Ecco cari amici, una volta in più l’hanno detto. “Belve feroci”, così sono immaginati i palestinesi per Netanyahu e tutti quegli israeliani (ci chiediamo quanti) che, con la scusa della sicurezza del loro popolo, disumanizzano i loro vicini, i loro coabitanti, ritenendo di abitare in una ‘villa nella giungla’, secondo la significativa espressione coniata dall’ex primo ministro Ehud Barak.

Altro che l’ormai impossibile ‘due stati per due popoli’: lo stato è uno solo, lo sappiamo ormai bene tutti perchè il secondo, ipotetico stato non c’è né sulla carta, né nella terra calpestata da soldati blindati muri e checkpoint. E sappiamo bene che la mentalità colonialista sionista sostiene con i fatti e le dichiarazioni assurde come quella del premier israeliano per cui… non c’è nemmeno un popolo. Bastava non nominarlo il secondo popolo, all’inizio; basta dire ‘arabi’, ora come allora; basta chiamarli terroristi tutti, nessuno escluso, e ucciderli, imprigionarli, ferirli impunemente senza considerare i loro volti, i loro nomi; basta chiamare l’”Intifada di Gerusalemme” “intifada dei coltelli” e magari gettarli al momento giusto perché siano davvero le bestie da odiare; basta chiamarli bestie, per giungere a non riconoscere loro alcun tipo di umanità.
Perchè di fronte alle bestie feroci non resta che difendersi, fortificarsi, visto che non le si può annientare tutte. E le si ingabbia, visto che domarle non ci si riesce. E ci si prende anche il loro giardino, che tanto a cosa può servire ad una bestia vivere da essere umano.

Cari amici, qualche giorno fa è mancato un carissimo amico di BoccheScucite. Un uomo di fede, di cultura profonda. Un uomo, una bestia(!) che ha trascorso la vita reclamando pace e giustizia per il suo popolo. Ci mancherà, Geries Khoury: mancherà alla sua famiglia, alla sua gente, alle donne e agli uomini che in quella terra chiedono pace senza sconti, senza ipocrisie.
A lui dedichiamo questo numero, riproponendo alcune sue riflessioni che ci ha regalato negli anni.
Geries, l’israeliano e palestinese e arabo e cristiano che mancherà anche a tutti quei Netanyahu che ora hanno una possibilità in meno di accorgersi di che ‘belve’ hanno a fianco.

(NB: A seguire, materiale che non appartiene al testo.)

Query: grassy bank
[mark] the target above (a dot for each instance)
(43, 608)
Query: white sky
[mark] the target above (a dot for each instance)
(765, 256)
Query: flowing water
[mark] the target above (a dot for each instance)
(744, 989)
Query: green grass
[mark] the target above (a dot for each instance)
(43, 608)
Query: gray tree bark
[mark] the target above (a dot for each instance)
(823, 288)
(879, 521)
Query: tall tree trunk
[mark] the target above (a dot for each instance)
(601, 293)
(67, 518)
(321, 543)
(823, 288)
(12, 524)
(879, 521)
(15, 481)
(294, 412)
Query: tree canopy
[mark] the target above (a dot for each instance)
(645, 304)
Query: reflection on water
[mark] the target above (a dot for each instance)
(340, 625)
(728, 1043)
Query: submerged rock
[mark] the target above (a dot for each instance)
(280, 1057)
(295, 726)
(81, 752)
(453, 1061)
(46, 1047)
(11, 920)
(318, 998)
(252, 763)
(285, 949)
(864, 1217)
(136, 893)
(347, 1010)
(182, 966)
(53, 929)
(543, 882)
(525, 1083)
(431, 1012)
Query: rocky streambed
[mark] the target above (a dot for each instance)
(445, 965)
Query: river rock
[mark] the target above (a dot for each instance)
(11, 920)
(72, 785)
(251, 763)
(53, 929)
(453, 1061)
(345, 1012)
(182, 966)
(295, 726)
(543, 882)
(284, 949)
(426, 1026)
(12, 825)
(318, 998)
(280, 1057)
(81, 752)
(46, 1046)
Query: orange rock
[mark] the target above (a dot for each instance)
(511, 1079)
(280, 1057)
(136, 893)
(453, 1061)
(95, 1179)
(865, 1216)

“Non posso certo desiderare il male per gli israeliani, anche se sono il mio oppressore. Il popolo che mi opprime e mi umilia da tanti anni non deve essere annullato, ma casomai deve diventare per me un vero compagno di strada per un cammino di giustizia.”

Così affermava Geries qualche anno fa, in visita in Italia. Ecco il volto sconosciuto a tutti gli israeliani che preferiscono mascherare i vicini da animali. Così è più difficile, vero Bibi? Meglio la gabbia. Con le bestie non si può trattare.

“Magari il mondo si rendesse conto che gli israeliani hanno cercato letteralmente di eliminare il popolo palestinese in tutti i modi. Ma se da questo abisso di annientamento rimanesse in vita anche un solo bambino palestinese, questi porterebbe con se una causa giusta, quella racchiusa nel sogno dello Stato di Palestina. Né Israele, né il mondo, né la miseria, né la povertà potranno mai farci dimenticare i nostri diritti legittimi”.

Accipicchia. Queste bestie mutanti pensano, sognano, reclamano.
E, nonostante tutto,amano perfino gli umani al di là della gabbia.